Do you think the kettlebell swing is just a cardio exercise and should only be done with light weight? This stems from a lack of understanding of what a kettlebell swing can or should be. It's time to ditch the sissy swings.
Not Unlike a Deadlift
If you look at the positions, the kettlebell swing is not unlike a deadlift. The fact is, when performed correctly, they're identical except for the position of the weight.
The Kettlebell Swing
At the bottom of the movement, the shins are near vertical, the spine is long, and the shoulders are set down and back. At the top, hips and knees extend and you're standing upright. As for the movement in action, the kettlebell swing is decidedly simple: explode from bottom position to top position – simple as that.
How to Use Heavy Swings
- For strength and/or power: 5-10 reps.
- For conditioning: 10-plus reps for many sets, or 25-plus reps for a few sets.
What you don't see is any of this in-between crap. It's like what Yoda says – do or do not. Make it heavy and powerful or do something else. The really cool part about the heavy swing is that you not only get the same benefits as the deadlift, but you also get a killer eccentric and true plyometric action at the bottom of the swing.
The Swing Stigma
The problem with swings is the stigma associated with them in the general population. Weak, fragile people think they're scary and dangerous. Strong people think they're a waste of time, more appropriate for a boot camp class.

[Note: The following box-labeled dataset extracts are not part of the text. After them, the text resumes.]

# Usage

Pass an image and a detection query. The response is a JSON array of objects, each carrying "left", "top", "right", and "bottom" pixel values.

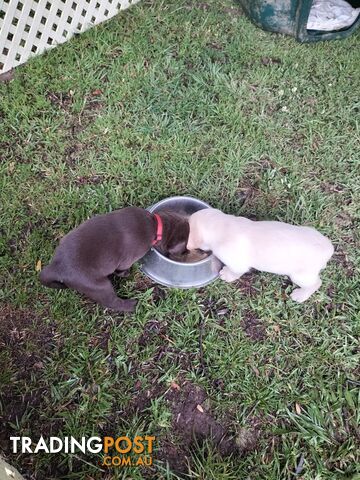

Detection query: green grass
[{"left": 0, "top": 0, "right": 360, "bottom": 480}]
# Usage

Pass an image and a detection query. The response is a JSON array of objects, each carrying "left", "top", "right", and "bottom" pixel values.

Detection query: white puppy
[{"left": 187, "top": 208, "right": 334, "bottom": 302}]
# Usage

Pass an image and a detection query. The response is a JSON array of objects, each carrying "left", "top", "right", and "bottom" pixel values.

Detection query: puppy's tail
[{"left": 40, "top": 265, "right": 67, "bottom": 288}]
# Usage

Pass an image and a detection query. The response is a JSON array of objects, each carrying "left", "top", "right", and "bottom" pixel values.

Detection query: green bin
[{"left": 238, "top": 0, "right": 360, "bottom": 42}]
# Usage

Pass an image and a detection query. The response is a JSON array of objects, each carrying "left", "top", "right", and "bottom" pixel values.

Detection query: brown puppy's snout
[{"left": 168, "top": 241, "right": 189, "bottom": 255}]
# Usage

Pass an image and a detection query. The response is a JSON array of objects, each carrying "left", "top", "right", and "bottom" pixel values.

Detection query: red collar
[{"left": 152, "top": 213, "right": 163, "bottom": 245}]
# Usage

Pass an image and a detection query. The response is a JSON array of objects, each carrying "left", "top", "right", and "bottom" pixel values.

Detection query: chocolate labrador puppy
[{"left": 40, "top": 207, "right": 189, "bottom": 312}]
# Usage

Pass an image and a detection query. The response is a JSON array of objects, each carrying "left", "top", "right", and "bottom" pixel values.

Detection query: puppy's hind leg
[
  {"left": 290, "top": 273, "right": 321, "bottom": 303},
  {"left": 68, "top": 278, "right": 137, "bottom": 312}
]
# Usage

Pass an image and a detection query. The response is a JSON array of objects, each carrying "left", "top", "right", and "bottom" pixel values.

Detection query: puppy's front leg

CrossFitters mainly use them for high-reps swung overhead. It's a silly way to swing that ruins many of the benefits.
Then you have the perfect-form zealots, who have a conniption every time you do anything over 30% of maximum. God forbid you do a swing where the angle between your thighs and trunk isn't exactly 90 degrees. Just shut up, put your protractors away, and swing something heavy.